House Bill 2624 would allow a county to opt out of the bans — which don't apply to the elimination of problem animals — if voters in that county wanted to; the vote could be either on an initiative petition or on a measure referred to voters by the county's governing body.

The bill, as well as House Joint Resolution 0016, which would give voters a chance to make the right to hunt part of the Oregon Constitution, is due for a floor vote this week.

Well-intentioned though each proposal might be, lawmakers would do well to turn down both.

There are two primary problems with HB 2624.

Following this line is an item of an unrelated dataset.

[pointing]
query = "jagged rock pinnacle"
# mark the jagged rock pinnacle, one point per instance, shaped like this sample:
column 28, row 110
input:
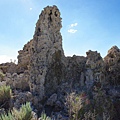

One is that it seeks to chip away at the will of the Oregon voters who — for good or ill depending on your point of view — decided that as a rule they did not want bears and cougars in our state hunted with dogs, and did not want bears baited.

The other is that from a legal standpoint, the state is responsible for setting policy regarding population management, hunting and fishing rules, etc. That's the job of the Oregon Fish and Wildlife Commission and the agency it oversees, the Oregon Department of Fish and Wildlife.

Thus, it would seem a poor idea to allow counties to take their own paths on wildlife management issues, including population control, since those paths may run counter to the objectives analyzed and decided upon at the state level.

As for HJR 0016, as far as we know there's never been any question of Oregonians' right to hunt; numerous laws, rules and regulations spell out precisely how it's to be done.

As with pretty much all other states — every place in the Union was wild once, though some aren't so much that way anymore — Oregon has a long and rich heritage of hunting that hasn't been challenged in any meaningful way.

Thus the freedom to hunt, sacred though it is when it comes to providing food or protecting loved ones and livelihood, really does not need to be a part of the state's constitution.

Like the rights to fish, hike, bicycle, farm and engage in many other pursuits that define life in Oregon, the right to hunt is inherent and self-evident. Its place in the constitution would be superfluous.